Our number one priority is getting infants and families the high-quality formulas they need, and this is a major step toward re-opening our Sturgis facility so we can ease the nationwide formula shortage. We look forward to working with the FDA to quickly and safely re-open the facility.”
– Robert B. Ford, Chairman and CEO, Abbott
When Will Baby Formula Production Resume?
The FDA believes production will restart approximately two weeks from May 16th. To do so, Abbott must bring on a qualified expert to oversee improvements at the Sturgis plant.
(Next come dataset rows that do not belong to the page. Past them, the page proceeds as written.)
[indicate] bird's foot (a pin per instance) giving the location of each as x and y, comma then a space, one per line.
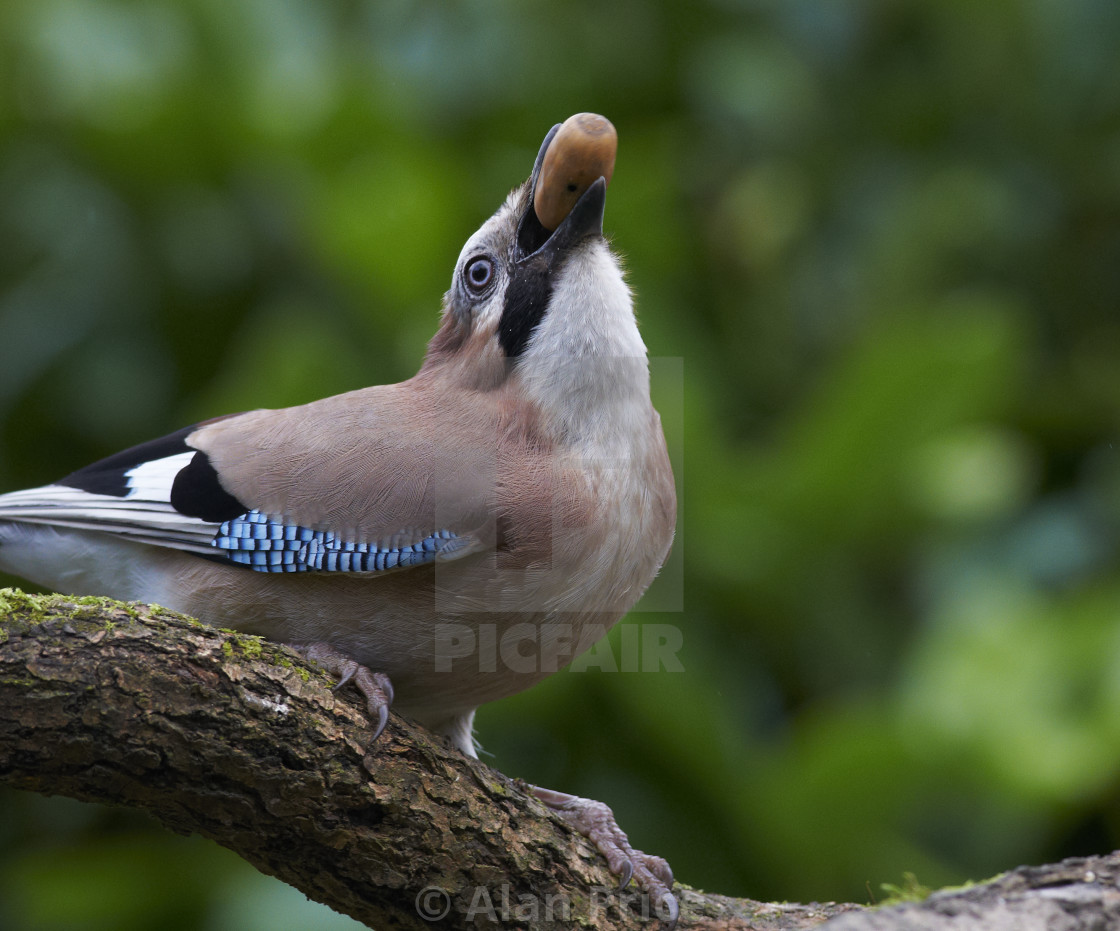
374, 686
596, 821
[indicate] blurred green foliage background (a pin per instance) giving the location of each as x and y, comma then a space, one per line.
876, 248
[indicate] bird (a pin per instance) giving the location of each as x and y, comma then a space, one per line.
519, 485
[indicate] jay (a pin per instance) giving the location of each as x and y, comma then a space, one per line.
520, 477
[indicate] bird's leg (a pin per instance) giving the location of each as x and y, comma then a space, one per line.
596, 821
374, 686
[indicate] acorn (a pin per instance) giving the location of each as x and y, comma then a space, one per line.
581, 151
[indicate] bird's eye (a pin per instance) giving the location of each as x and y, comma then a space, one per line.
478, 273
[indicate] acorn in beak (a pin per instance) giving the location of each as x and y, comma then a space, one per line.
569, 185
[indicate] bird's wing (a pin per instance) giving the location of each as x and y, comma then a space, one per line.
376, 480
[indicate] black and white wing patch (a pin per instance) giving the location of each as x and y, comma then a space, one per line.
167, 493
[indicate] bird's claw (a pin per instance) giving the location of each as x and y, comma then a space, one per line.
375, 686
596, 821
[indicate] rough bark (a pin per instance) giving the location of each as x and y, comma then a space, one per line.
241, 741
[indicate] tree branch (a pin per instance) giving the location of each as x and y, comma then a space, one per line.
241, 741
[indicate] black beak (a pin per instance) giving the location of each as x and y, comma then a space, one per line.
534, 242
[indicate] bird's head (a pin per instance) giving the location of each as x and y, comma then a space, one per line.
537, 294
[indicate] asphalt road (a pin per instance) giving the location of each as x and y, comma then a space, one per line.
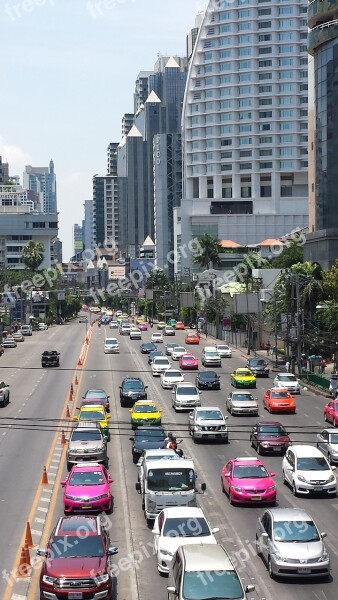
137, 576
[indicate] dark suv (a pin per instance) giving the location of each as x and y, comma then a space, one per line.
77, 560
132, 389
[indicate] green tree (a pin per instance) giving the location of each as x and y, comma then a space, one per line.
209, 253
32, 255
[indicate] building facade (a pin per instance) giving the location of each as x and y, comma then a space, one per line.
244, 125
322, 241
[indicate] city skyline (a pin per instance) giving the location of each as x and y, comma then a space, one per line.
59, 55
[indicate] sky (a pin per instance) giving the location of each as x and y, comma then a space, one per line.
67, 76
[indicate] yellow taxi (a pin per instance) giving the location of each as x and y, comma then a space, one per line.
145, 412
95, 413
243, 378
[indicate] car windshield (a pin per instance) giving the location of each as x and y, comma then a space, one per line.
85, 436
280, 395
250, 472
287, 378
312, 463
87, 478
222, 585
75, 546
188, 527
145, 408
171, 479
188, 391
92, 415
295, 531
210, 414
245, 397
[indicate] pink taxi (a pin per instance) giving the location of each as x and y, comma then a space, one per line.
246, 481
87, 489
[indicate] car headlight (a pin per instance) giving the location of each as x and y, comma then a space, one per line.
49, 580
101, 579
166, 552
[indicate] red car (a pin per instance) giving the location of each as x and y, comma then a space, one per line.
188, 361
331, 412
77, 560
192, 338
279, 400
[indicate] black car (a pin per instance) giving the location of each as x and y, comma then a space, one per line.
258, 366
152, 355
146, 438
147, 347
131, 390
50, 358
208, 380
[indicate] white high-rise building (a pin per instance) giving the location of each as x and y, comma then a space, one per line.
245, 124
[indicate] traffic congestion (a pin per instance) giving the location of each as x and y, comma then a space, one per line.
162, 454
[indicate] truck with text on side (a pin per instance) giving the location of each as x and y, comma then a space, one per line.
168, 483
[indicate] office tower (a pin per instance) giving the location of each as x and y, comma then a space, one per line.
244, 124
322, 240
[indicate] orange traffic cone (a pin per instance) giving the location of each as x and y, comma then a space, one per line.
24, 564
44, 479
28, 537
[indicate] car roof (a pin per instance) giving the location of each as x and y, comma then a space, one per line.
289, 514
206, 557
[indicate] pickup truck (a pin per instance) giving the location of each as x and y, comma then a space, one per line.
50, 358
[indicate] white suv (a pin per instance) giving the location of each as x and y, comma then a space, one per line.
306, 470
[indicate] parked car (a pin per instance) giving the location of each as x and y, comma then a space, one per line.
87, 489
208, 563
327, 442
307, 471
289, 542
258, 366
287, 381
269, 436
89, 567
246, 481
185, 396
241, 403
208, 380
131, 390
4, 393
179, 525
208, 423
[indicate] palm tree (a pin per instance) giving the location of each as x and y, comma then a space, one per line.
32, 255
209, 254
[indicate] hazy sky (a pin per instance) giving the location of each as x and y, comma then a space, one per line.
67, 76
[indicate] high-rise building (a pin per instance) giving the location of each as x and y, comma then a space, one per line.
42, 181
4, 176
244, 124
322, 240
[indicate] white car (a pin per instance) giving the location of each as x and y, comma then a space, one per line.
159, 365
208, 423
111, 346
170, 377
287, 381
307, 470
135, 334
179, 525
223, 350
157, 338
177, 352
185, 396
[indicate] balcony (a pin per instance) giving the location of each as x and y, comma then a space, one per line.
321, 35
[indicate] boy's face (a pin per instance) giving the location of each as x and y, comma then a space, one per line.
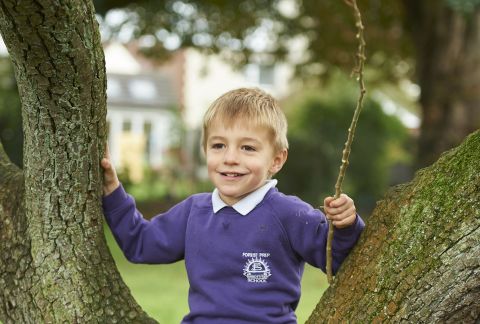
240, 158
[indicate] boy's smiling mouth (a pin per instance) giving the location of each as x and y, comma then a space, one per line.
231, 174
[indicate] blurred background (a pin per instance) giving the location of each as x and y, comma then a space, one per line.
166, 61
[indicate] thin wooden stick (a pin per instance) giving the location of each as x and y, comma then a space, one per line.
360, 62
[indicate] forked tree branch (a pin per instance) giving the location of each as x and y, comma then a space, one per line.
358, 71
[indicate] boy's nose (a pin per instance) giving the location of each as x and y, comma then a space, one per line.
230, 157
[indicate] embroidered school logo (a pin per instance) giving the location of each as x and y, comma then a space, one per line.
256, 268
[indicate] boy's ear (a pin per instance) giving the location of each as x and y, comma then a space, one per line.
279, 160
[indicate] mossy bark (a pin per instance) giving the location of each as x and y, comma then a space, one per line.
54, 263
418, 260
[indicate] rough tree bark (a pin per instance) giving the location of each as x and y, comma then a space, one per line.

In order for the plant to open, “The proposed consent decree also requires the implementation of a sanitation plan, environmental monitoring plan and employee training programs,” and, once open, it will take six to eight weeks before the product hits store shelves.
The FDA also issued guidance to bring more international formula products to the United States. These relaxed import restrictions will last 180 days and should bring more formula to US shelves in the next several weeks.
How Companies Can Reliably Predict Demand Following Shortages and Stockouts
Covid-19 already demonstrated the need for a digitized supply chain in order to reliably predict consumer demand.
Across the world, retailers faced everything from alcohol bans in South Africa to an unimaginable demand for jigsaw puzzles, with Australian Prime Minister Scott Morrison even labeling them an “essential” item.
Yet, many big brands and household names still place too much trust in spreadsheets. Consider the fact that, one year from now, historical POS data on baby formula will have little value in accurately predicting consumer demand.
But customers still expect brands to have products in stock at the exact moment they decide to buy.
And for essential items, such as the formula that feeds infant children, no excuse for stock-outs will be accepted–particularly when production and distribution levels return to normal.
Companies using demand-planning software backed by artificial intelligence and machine learning can reliably predict the wants and needs of consumers.